[clang] [NVPTX] Add support for maxclusterrank in launch_bounds (PR #66496)
Jakub Chlanda via cfe-commits
cfe-commits at lists.llvm.org
Fri Sep 22 03:05:55 PDT 2023
================
@@ -537,59 +537,46 @@ void NVPTXAsmPrinter::emitKernelFunctionDirectives(const Function &F,
raw_ostream &O) const {
// If the NVVM IR has some of reqntid* specified, then output
// the reqntid directive, and set the unspecified ones to 1.
- // If none of reqntid* is specified, don't output reqntid directive.
- unsigned reqntidx, reqntidy, reqntidz;
- bool specified = false;
- if (!getReqNTIDx(F, reqntidx))
- reqntidx = 1;
- else
- specified = true;
- if (!getReqNTIDy(F, reqntidy))
- reqntidy = 1;
- else
- specified = true;
- if (!getReqNTIDz(F, reqntidz))
- reqntidz = 1;
- else
- specified = true;
-
- if (specified)
- O << ".reqntid " << reqntidx << ", " << reqntidy << ", " << reqntidz
+ // If none of Reqntid* is specified, don't output reqntid directive.

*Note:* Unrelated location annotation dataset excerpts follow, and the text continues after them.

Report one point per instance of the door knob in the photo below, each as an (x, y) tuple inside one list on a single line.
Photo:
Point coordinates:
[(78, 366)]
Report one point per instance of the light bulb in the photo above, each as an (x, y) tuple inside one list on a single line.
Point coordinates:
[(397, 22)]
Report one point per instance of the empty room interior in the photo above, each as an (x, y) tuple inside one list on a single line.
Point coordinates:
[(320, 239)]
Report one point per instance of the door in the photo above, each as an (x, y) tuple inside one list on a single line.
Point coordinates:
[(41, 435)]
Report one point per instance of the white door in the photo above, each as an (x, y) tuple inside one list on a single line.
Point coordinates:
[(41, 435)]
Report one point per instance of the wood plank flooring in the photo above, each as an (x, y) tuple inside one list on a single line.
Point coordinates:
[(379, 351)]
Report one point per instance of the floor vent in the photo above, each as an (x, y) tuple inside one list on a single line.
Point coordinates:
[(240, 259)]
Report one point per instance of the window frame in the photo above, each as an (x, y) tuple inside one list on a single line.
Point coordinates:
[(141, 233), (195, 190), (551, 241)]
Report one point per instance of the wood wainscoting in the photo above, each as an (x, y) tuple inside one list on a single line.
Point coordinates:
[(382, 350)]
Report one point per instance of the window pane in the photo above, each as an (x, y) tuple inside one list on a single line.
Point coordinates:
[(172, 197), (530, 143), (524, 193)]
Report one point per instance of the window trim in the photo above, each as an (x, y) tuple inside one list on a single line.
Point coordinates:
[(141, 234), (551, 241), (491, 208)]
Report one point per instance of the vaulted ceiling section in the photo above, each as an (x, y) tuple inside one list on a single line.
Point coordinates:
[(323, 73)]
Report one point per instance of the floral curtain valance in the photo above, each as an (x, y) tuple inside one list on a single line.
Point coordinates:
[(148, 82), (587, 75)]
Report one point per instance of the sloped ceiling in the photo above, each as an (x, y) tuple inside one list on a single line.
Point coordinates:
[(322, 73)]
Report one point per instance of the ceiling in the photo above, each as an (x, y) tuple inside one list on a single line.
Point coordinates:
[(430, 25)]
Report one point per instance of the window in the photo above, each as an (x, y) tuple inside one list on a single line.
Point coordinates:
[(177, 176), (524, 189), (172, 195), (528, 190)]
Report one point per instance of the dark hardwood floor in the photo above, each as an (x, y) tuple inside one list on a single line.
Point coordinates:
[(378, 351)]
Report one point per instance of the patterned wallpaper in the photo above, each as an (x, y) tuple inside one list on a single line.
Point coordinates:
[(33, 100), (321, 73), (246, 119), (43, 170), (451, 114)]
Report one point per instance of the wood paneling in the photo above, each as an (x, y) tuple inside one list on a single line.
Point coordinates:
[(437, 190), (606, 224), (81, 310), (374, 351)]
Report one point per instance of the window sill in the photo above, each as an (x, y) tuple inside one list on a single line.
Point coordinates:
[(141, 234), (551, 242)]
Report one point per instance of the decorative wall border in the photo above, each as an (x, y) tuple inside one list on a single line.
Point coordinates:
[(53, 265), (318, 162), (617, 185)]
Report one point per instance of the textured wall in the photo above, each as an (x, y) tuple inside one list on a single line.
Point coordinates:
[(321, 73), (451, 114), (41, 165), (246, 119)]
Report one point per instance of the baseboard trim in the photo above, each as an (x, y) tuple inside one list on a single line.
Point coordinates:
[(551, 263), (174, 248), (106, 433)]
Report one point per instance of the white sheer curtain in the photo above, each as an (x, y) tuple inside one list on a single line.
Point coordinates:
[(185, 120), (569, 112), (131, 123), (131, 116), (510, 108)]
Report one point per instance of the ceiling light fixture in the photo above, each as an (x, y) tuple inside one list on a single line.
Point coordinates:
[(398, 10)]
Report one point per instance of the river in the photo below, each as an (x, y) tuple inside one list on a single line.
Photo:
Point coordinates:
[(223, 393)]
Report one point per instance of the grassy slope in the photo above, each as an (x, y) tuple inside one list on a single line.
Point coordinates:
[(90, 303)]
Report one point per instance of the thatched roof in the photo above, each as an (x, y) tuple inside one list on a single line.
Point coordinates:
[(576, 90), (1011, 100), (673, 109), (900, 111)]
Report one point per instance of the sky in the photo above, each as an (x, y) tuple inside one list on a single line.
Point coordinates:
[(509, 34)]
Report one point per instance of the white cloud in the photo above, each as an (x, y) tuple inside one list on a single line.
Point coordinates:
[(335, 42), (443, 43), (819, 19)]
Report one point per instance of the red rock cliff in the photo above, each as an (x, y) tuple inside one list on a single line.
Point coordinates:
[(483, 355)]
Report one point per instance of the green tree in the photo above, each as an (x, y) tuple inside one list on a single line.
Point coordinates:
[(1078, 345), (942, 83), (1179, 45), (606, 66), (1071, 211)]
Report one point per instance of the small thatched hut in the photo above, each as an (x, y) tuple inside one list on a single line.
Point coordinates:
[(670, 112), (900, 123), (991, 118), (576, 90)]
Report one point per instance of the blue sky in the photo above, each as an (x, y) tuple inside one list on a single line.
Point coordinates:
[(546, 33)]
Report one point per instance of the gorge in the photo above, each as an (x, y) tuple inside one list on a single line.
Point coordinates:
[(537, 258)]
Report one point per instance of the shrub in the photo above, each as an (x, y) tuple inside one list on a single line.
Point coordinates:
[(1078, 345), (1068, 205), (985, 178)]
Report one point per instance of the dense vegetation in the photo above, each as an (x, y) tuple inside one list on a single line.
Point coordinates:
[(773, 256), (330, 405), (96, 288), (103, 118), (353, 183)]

+ unsigned Reqntidx, Reqntidy, Reqntidz;
+ Reqntidx = Reqntidy = Reqntidz = 1;
+ bool ReqSpecified = false;
+ ReqSpecified |= getReqNTIDx(F, Reqntidx);
+ ReqSpecified |= getReqNTIDy(F, Reqntidy);
+ ReqSpecified |= getReqNTIDz(F, Reqntidz);
+
+ if (ReqSpecified)
+ O << ".reqntid " << Reqntidx << ", " << Reqntidy << ", " << Reqntidz
<< "\n";
// If the NVVM IR has some of maxntid* specified, then output
// the maxntid directive, and set the unspecified ones to 1.
// If none of maxntid* is specified, don't output maxntid directive.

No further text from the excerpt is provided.